Having celebrated millions of birthdays,
my rocks glinted, boasted fauna long gone.
Beneath the surface, treasures sat; patient.
Sand, clay, ores and glossy, splintering,
high calorie, black gold.
My daughters made homes, brewed beer,
bore and fed my sons, who grew
strong in the sunlight. Broad of back;
sharp of mind; keen of eye and ear;
energised by my Earl, a man of vision.
Toil ensued, miners by the dozen,
colliers by the ton, battled, grafted,
liberated fuel which heated homes,
fired furnaces; hearths that spat out
iron, steel, brass, bricks, pipes and channels.
Inland mariners forged chains and anchors,
delivered to ports and harbours miles away.
Subtler, gentler objects in glass, were blown
in quiet places.

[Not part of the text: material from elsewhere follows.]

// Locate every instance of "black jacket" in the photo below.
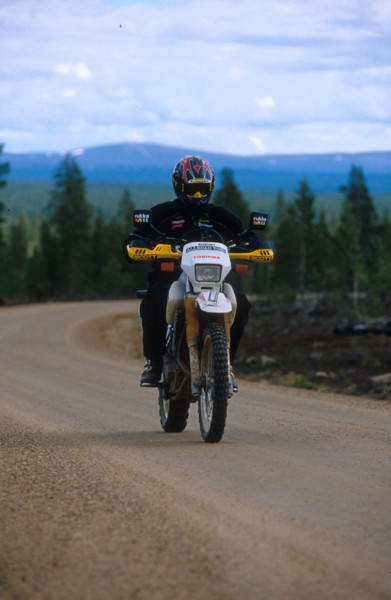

Rummers, tumblers and flutes
of the finest crystal, stabilised by lead,
graced homes, restaurants, the saloons of ships,
which sailed the rivers, canals and seas.
In this present world, resources lessened,
skills and talents spurned, I lie, not moribund,
but cocooned in hibernation. In future sunlight,
I shall rise again, be celebrated for the achievements
of my children; artists, musicians, actors, artisans
and administrators. Progeny to make me proud.